Warning

The skimming tool has been generalized and externalized. The information below is obsolete and related to old releases. If possible, use a more recent release and get the corresponding documentation from the new TRAC server.

v7r0 vs v6r3

  • Rename the skimmer into tskim.
  • Rename SK_* variables into TS_* variables (yet keeping backward compatibility).
  • ENABLE APPLYING A NEW CUT ON AN INPUT CEL.
  • Enable fast merge whatever the maximum size, if ROOT release is >= 5.18 .
  • Introduce TS_META_DATA, whose default value is $TS_DIR/share/GlastMetaData.txt.
  • The TS_DEBUG_* variables are now integers : the bigger, the more debug output.
  • Fix a bug into the interpretation of big values for TS_$ variables whose type if Long64_t, for example TS_MAX_FILE_SIZE.

v6r3 vs v6r2p2

  • Enable cuts on non-tuple data type (for example digi).
  • Better check the types and values of RunId/EventId.

v6r2p2 vs v6r2p1

  • Checks the types and values of of RunId/EventId.

v6r2p1 vs v6r1

  • Restore support of SK_OUTPUT_FILE_LIST
  • Remove the last use of ACliC, which indirectly solves the issue with /tmp/Skimmer temporary areas.
  • Remove bug, and print a single warning when the input data files which are chained come from several different ROOT versions (and do not warn if they only differ of 1000000).
  • New variable SK_REBUILD_INDEX. If true (the default), the skimmer does not trust the TTree indexes which already stay in the input data files, and rebuild them all on the fly.
  • New variable SK_OUTPUT_FILE_PATH, only used if there is a single kind of data which is skimmed.
  • For consistency, rename SK_OUT_DIR into SK_OUTPUT_DIR, SK_OUT_FILE_BODY into SK_OUTPUT_FILE_BODY.
  • Exit with error code if one the input data file could not be opened.

v6r1 vs v6r0

First support for CEL files

  • When SK_OUTPUT_CEL is defined, output data us written into an output CompositeEventList instead of real output ROOT files, for all the components
    which are a sequence of events (the latter is testified by the presence of branches for run id and event id).
  • When SK_INPUT_CEL is defined and neither SK_INPUT_FILE_LIST nor SK_TASK, the list of input data files will be taken from the CEL.
  • When SK_INPUT_CEL is defined and neither SK_INPUT_EVENT_LIST nor SK_TCUT, the list of events will be taken from the CEL.

v6r0 vs v5r0

Interface reviewed

Due to the introduction of CEL support, the list of SK_* variables has been partly modified. Typically, any variable defining the name of a textual parameter file has been replaced by two variables, a SK_INPUT_* one and a SK_OUPUT_* one. The corresponding SK_FORCE_* and SK_SKIP_* variables have disappeared. Please read the new Confluence User Guide.

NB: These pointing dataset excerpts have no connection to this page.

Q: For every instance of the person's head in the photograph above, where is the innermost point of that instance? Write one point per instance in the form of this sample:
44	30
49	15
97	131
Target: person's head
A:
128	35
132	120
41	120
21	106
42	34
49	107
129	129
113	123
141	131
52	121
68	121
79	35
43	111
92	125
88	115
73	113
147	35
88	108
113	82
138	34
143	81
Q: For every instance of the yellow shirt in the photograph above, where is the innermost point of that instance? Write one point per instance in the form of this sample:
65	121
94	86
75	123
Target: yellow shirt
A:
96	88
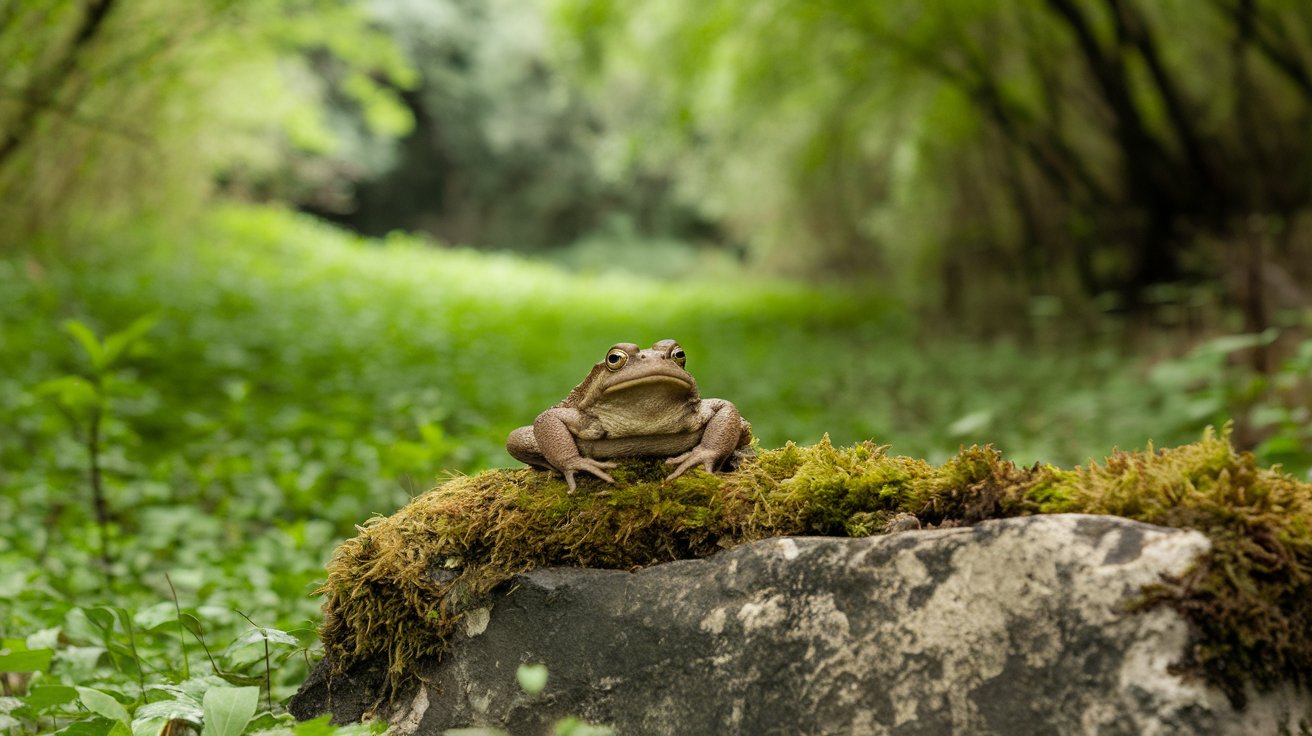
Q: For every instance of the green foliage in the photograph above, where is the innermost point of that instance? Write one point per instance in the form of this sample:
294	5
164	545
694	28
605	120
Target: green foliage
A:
290	381
980	154
398	589
116	108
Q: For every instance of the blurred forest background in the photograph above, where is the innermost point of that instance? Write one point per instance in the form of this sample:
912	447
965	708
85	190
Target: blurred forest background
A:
270	268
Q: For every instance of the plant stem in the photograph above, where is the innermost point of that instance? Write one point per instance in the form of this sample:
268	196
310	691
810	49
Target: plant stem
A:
181	630
97	490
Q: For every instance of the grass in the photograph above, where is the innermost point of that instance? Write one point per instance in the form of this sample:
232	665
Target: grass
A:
396	591
298	381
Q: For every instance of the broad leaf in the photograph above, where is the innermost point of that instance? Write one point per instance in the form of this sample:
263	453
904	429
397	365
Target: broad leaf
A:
105	705
227	710
89	344
34	660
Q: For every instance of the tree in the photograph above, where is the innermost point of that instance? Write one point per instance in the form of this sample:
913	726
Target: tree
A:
1094	146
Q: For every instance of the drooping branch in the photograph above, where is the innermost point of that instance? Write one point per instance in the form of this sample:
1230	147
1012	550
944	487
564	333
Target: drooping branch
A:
1271	41
1134	26
43	89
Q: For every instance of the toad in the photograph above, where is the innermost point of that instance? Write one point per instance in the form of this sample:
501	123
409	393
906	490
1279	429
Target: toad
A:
634	403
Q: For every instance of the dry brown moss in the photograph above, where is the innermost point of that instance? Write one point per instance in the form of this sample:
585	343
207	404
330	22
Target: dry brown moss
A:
400	587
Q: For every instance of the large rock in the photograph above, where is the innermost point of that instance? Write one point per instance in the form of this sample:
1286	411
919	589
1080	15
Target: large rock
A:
1017	626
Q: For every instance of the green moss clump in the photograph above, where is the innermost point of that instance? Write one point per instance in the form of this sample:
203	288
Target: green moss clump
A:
400	587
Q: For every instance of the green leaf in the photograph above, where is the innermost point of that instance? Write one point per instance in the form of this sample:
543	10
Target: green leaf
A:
533	677
34	660
45	695
105	705
89	344
172	710
227	710
72	391
118	343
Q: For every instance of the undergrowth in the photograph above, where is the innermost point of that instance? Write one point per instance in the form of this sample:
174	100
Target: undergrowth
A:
398	589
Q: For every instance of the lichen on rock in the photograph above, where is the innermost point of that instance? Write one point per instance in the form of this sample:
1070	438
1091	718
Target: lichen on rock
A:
400	588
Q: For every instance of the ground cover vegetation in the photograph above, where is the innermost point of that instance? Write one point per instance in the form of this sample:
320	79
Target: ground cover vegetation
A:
253	406
396	592
202	392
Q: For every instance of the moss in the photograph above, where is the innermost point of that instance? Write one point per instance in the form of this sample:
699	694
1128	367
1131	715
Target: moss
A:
400	587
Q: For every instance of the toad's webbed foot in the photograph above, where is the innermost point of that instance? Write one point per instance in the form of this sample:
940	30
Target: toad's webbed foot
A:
585	465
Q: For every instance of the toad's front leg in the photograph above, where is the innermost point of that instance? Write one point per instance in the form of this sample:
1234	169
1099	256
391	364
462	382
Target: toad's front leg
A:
723	433
551	430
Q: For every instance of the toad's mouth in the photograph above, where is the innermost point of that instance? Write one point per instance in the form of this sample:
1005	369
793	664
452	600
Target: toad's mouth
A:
669	381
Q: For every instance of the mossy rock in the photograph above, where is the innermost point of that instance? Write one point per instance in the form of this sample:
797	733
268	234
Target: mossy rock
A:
398	589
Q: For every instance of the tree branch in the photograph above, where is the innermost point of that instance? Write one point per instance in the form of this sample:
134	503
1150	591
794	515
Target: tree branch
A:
42	91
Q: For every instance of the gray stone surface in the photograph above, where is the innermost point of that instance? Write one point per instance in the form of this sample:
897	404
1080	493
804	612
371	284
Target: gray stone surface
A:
1006	627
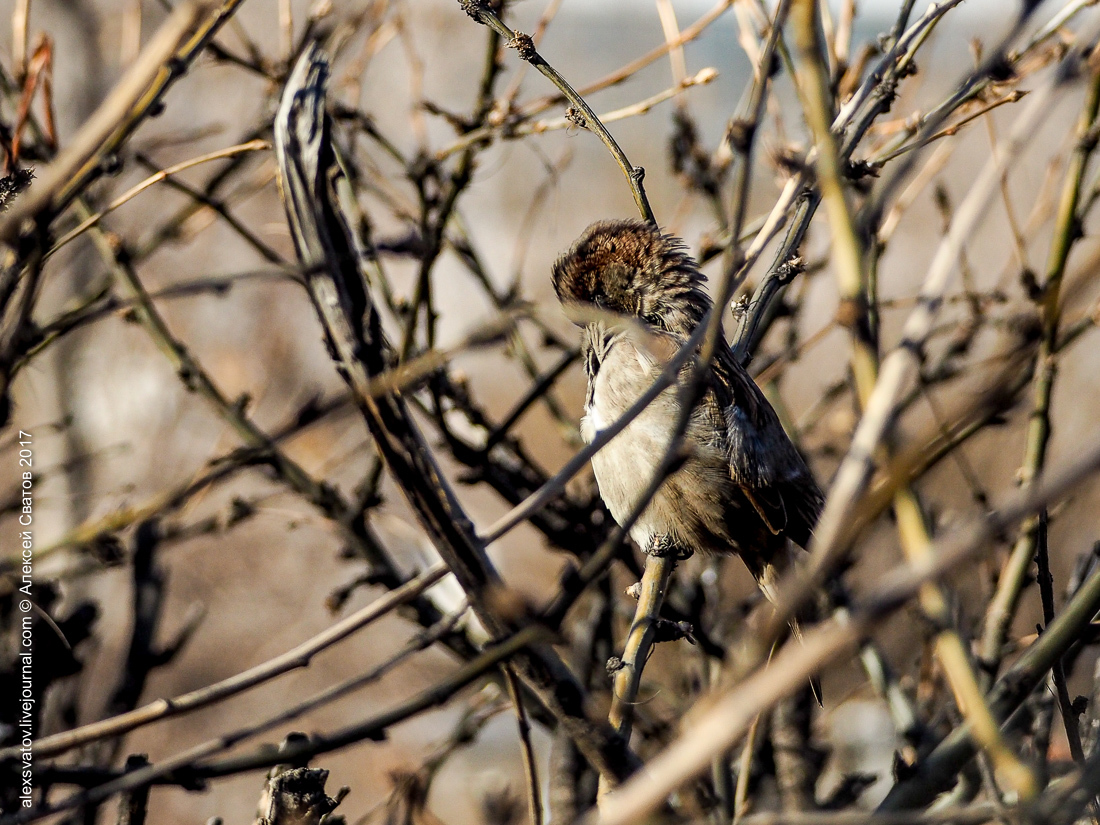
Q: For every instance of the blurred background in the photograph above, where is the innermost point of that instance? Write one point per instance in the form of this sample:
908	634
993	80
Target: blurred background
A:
114	427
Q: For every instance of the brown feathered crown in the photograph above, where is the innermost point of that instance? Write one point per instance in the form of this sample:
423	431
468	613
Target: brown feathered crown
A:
629	267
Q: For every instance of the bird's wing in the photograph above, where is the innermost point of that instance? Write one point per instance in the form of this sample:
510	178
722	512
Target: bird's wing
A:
762	460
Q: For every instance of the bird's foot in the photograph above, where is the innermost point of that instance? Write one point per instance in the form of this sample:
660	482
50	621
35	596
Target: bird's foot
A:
664	546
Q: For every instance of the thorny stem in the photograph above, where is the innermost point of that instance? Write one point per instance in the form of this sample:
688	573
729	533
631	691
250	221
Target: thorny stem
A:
1067	230
525	46
847	257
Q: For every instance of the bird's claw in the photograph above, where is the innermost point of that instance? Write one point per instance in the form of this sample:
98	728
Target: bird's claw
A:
662	547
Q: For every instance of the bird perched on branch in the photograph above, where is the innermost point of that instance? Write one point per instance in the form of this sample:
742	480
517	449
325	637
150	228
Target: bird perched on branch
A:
741	486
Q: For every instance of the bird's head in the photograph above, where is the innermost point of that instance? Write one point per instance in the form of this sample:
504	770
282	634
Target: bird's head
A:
628	267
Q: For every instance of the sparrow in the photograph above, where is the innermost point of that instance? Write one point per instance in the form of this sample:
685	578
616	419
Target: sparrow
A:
743	487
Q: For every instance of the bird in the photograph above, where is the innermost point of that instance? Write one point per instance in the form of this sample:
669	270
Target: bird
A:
743	487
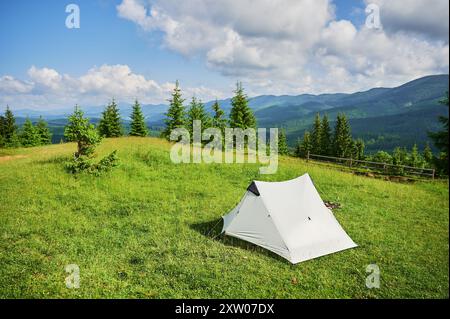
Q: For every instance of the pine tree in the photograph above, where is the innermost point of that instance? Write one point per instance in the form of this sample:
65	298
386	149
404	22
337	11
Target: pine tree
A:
326	141
241	116
2	131
306	145
282	143
297	149
175	114
197	112
79	130
415	160
342	138
359	149
428	155
316	136
110	124
10	129
29	136
440	139
218	119
45	137
138	127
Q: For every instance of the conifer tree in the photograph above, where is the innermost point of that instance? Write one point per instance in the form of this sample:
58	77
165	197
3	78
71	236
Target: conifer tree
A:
82	132
2	131
316	136
110	124
342	139
359	149
10	129
175	116
282	143
440	140
197	112
241	116
29	136
138	127
218	119
45	137
306	145
428	155
326	141
297	149
415	159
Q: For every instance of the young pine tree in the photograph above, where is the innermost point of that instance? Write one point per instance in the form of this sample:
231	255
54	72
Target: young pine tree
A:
316	136
415	159
306	145
10	135
241	115
110	124
428	155
42	130
138	127
175	116
2	131
326	137
218	120
282	143
440	140
79	130
29	136
359	149
197	112
342	139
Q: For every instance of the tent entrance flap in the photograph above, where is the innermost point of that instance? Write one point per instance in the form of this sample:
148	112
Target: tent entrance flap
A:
289	218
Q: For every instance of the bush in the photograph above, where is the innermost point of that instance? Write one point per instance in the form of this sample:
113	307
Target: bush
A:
84	164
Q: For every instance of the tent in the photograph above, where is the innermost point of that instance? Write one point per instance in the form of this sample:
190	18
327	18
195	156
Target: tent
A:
288	218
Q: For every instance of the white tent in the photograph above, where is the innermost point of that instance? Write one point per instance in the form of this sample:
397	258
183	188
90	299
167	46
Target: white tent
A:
288	218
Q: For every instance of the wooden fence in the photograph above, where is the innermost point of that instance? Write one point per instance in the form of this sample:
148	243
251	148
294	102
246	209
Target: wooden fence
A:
383	168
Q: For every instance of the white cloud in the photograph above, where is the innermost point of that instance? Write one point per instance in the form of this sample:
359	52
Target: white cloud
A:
9	85
296	46
47	88
429	18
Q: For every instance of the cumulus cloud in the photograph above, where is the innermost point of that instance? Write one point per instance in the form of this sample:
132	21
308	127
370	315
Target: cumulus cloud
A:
296	46
46	88
428	18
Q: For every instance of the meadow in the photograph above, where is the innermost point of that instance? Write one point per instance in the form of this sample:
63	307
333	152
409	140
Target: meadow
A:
148	229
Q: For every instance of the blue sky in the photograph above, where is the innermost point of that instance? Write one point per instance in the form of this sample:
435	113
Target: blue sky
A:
137	48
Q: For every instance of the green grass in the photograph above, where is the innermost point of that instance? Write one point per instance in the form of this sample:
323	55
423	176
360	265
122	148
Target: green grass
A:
142	231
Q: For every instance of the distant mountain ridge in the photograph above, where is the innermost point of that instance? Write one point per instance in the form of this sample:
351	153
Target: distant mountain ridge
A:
384	117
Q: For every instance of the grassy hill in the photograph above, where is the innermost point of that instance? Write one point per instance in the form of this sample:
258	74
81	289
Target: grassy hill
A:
143	230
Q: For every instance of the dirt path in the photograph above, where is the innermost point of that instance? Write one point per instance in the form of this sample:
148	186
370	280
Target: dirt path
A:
10	157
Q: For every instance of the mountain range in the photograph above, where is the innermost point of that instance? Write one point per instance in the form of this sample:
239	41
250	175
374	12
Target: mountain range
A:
383	117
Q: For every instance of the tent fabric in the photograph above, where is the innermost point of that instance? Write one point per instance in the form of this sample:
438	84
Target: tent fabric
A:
288	218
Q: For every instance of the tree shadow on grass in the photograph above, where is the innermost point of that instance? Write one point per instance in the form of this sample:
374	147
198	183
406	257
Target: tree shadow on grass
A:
212	230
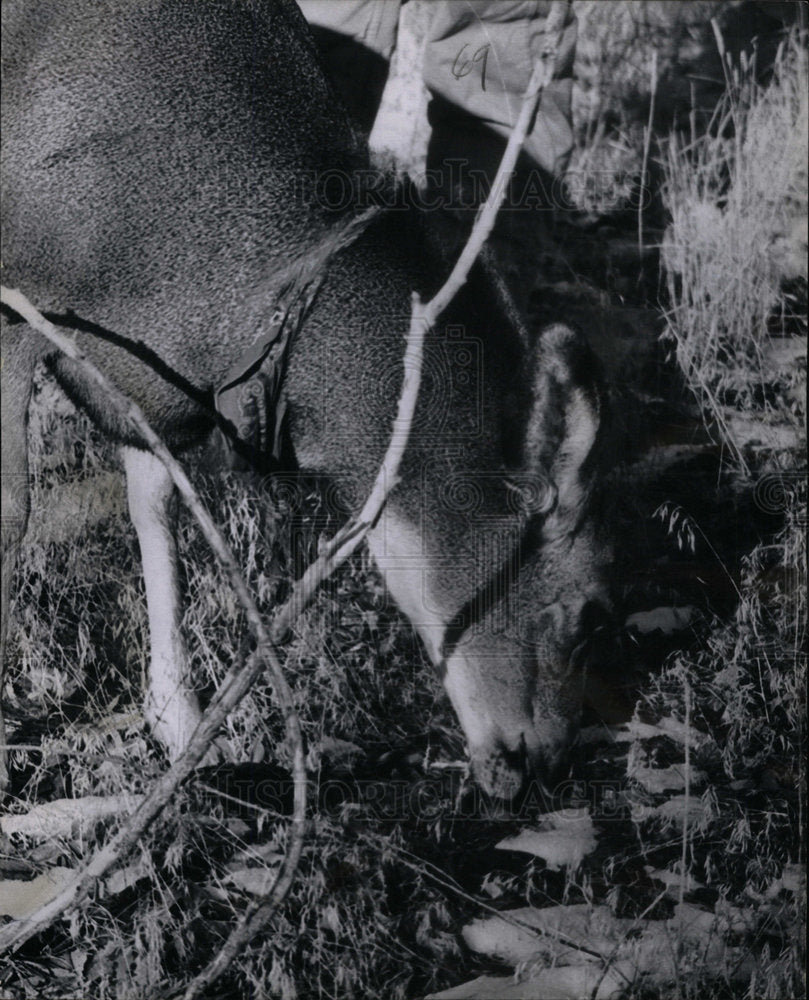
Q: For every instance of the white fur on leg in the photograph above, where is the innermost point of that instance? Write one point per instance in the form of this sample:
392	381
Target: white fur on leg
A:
171	709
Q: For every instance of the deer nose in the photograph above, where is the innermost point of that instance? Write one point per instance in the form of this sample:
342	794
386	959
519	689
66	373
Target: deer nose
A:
505	772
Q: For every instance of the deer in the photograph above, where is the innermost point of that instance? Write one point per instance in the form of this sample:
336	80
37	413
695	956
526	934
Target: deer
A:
165	168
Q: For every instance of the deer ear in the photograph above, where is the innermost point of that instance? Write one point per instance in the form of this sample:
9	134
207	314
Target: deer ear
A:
566	414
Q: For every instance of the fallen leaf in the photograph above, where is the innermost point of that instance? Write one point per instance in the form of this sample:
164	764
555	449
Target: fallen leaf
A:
20	899
567	838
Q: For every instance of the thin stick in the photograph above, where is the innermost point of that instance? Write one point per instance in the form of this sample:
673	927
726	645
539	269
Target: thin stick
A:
233	688
422	317
647	138
540	78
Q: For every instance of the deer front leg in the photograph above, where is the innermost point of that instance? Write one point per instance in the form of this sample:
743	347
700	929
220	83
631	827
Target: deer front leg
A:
171	707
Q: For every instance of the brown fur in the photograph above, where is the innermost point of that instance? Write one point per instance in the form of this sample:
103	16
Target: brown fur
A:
153	159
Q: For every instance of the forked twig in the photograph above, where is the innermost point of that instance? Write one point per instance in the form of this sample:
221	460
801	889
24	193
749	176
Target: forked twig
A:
238	681
236	684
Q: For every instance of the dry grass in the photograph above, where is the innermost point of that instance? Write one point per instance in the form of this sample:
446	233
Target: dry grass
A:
735	251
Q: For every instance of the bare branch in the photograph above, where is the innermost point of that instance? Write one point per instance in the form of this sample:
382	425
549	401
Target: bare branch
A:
233	688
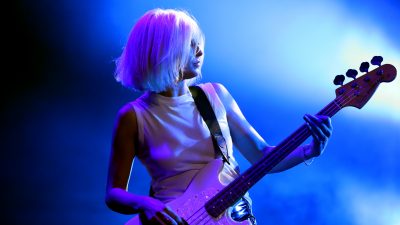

TO BE NOTED : the definition of SK_TASK was previously mandatory, because it was used in the default value of other variables. From now on, it must only be defined for pipeline I data, when one want to get the list of files from the corresponding catalog.

TO BE NOTED : from now on, to get a merge job, it should be enough to not define SK_TCUT and SK_INPUT_EVENT_LIST.

Implementation reviewed

Almost all of the C++ executables have been joined into a single one. Many redundant operations are now done once, or will be soon.

v5r0 vs v4r0

Pointing history and Jobinfo

The former auxiliaries trees, pointing history and job info, are now considered as full data types. Actually, what we have always called a "data type" was before a "kind of file", and it is now rather a "kind of tree".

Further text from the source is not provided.